In a news release, 1Point5 says this agreement represents the largest-ever single purchase of carbon credits enabled by direct air capture (DAC). DAC technology pulls CO2 from the air at any location, not just where carbon dioxide is emitted.

Under the agreement, the carbon dioxide that underlies the credits will be stored in a below-the-surface saline aquifer and won’t be used to produce oil or gas.

“A commitment of this magnitude further demonstrates how one of the world’s largest corporations is integrating scalable [DAC] into its net-zero strategy,” says Michael Avery, president and general manager of 1PointFive. “Energy demand across the technology industry is increasing, and we believe [DAC] is uniquely suited to remove residual emissions and further climate goals.”
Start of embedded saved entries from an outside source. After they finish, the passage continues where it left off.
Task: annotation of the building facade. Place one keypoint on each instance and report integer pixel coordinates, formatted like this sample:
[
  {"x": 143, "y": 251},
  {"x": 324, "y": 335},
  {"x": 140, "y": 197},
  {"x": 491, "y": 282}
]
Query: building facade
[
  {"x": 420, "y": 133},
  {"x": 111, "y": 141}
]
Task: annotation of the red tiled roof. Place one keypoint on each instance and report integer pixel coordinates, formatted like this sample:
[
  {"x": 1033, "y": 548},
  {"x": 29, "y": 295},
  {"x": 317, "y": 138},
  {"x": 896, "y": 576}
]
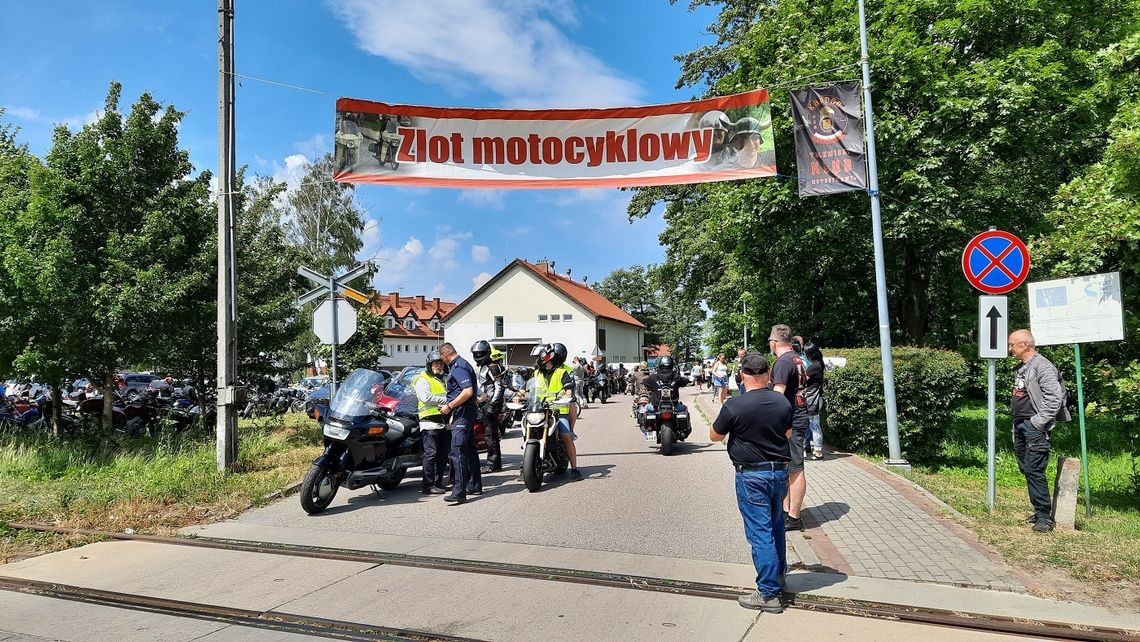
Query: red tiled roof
[
  {"x": 421, "y": 308},
  {"x": 583, "y": 294}
]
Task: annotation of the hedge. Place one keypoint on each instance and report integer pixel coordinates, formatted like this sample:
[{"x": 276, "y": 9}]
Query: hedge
[{"x": 929, "y": 384}]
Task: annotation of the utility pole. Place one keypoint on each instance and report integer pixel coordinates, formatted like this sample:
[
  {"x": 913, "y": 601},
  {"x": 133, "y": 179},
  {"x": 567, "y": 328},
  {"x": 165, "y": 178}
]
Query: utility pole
[
  {"x": 894, "y": 452},
  {"x": 227, "y": 301},
  {"x": 744, "y": 303}
]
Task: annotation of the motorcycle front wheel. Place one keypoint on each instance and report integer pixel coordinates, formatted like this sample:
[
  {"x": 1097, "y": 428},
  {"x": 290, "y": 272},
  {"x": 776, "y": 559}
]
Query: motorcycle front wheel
[
  {"x": 667, "y": 440},
  {"x": 531, "y": 468},
  {"x": 318, "y": 489},
  {"x": 391, "y": 482}
]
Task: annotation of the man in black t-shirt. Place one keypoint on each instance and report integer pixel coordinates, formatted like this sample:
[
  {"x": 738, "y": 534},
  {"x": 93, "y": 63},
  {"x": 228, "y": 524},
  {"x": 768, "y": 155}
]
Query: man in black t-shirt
[
  {"x": 756, "y": 424},
  {"x": 786, "y": 379}
]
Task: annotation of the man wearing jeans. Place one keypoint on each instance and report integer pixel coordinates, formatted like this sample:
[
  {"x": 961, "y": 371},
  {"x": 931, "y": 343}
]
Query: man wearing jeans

Brian Marrs, senior director for carbon removal and energy at Microsoft, says DAC plays a key role in Microsoft’s effort to become carbon-negative by 2030.

The carbon dioxide will be stored at 1PointFive’s first industrial-scale DAC plant, being built near Odessa. The $1.3 billion Stratos project, which 1Point5 is developing through a joint venture with investment manager BlackRock, is designed to capture up to 500,000 metric tons of CO2 per year.

The facility is scheduled to open in mid-2025.

Aside from Microsoft, organizations that have agreed to buy carbon removal credits from 1Point5 include Amazon, Airbus, All Nippon Airways, the Houston Astros, the Houston Texans, and TD Bank.

Occidental says 1PointFive plans to set up more than 100 DAC facilities worldwide by 2035.